Diante do fato de que grande parte da população está trabalhando por meio remoto, a concessão de um prazo adicional para realização da assembleia geral ordinária nos pareceu acertada, uma vez que deu às companhias listadas um prazo adicional para adaptação frente à crise instaurada.
Também consideramos correto o posicionamento adotado por meio da MP 931 para flexibilização de regras impostas às companhias, como é o caso da necessidade de registro e arquivamento de certos atos em junta comercial. Permitir que as deliberações tomadas produzam efeitos perante terceiros prorrogando a obrigatoriedade de registro para o momento em que as juntas comerciais reabrirem facilitará demasiadamente a adaptação das companhias, inclusive em eventual necessidade de emissão de valores mobiliários ou renegociação de dívidas.

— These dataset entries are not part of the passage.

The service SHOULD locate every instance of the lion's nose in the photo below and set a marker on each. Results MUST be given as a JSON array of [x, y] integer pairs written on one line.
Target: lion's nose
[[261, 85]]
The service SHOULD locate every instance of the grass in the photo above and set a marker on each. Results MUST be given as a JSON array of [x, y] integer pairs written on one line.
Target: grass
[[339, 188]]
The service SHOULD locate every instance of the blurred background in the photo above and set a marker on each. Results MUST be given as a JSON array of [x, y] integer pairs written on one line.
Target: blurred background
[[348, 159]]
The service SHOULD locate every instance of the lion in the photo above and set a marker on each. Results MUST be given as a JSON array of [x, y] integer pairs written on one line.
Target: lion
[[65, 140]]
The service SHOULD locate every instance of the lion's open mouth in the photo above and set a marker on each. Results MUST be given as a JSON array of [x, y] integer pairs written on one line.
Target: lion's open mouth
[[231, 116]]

Em última análise, podemos concluir que há previsão na legislação e na regulamentação brasileiras para a realização de assembleias exclusivamente virtuais. No entanto, como o modelo não foi testado até a presente data e considerando a manifestação da CVM dizendo que “dará prioridade à regulamentação das assembleias inteiramente digitais, que, neste momento, não são regulares à luz da legislação e regulamentação atuais” (grifo nosso), mostra-se necessária uma movimentação específica e célere por parte da CVM, de modo a apresentar soluções que viabilizem as assembleias digitais.

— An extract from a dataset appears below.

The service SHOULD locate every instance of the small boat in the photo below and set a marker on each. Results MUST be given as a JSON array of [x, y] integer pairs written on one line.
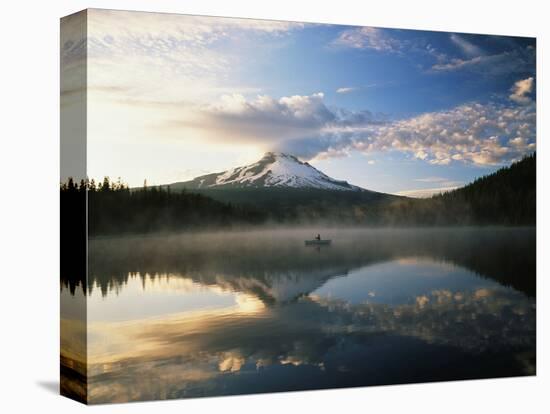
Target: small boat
[[317, 242]]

Seria importante que a CVM considerasse, por fim, a possibilidade de não serem instaurados processos administrativos sancionadores em função do não cumprimento de certas disposições legais e regulamentares impostas às companhias diante do atual cenário imprevisível. Essas medidas, sem dúvida, deveriam auxiliar o processo de adaptação das companhias frente à crise sem precedentes pela qual estamos passando.
Superados os efeitos da pandemia, o mundo certamente será mais digital. Serão necessárias correções e adaptações futuras, mas acreditamos que as novidades desse período farão com que nosso mercado de capitais fique ainda mais atrativo. Em paralelo às discussões políticas, as autoridades têm demonstrado interesse e especial atenção para a recuperação do mercado em momento posterior à crise. Tudo indica que teremos uma enorme demanda represada. No entanto, por ora permanecemos com a incerteza relacionada ao tempo e à magnitude da crise, indefinição que só poderá ser amenizada nos próximos meses.
*Vitor Arantes ([email protected]) é sócio de Souza, Mello e Torres. Coautoria de Fernanda Tatto ([email protected]), associada do escritório.
Notas
¹Relatório de Análise – Audiência Pública SDM nº 09/2014 – Processo CVM nº RJ-2011-13930. Rio de Janeiro, 2015, página 21. Disponível em: <cvm.gov.br/export/sites/cvm/audiencias_publicas/ap_sdm/anexos/2014/sdm0914-relatorio.pdf> Acesso em 24 mar de 2020.
²Instrução 480, Anexo 24, Item 12.2 (h): “se a companhia disponibiliza sistema eletrônico de recebimento do boletim de voto a distância ou de participação a distância”.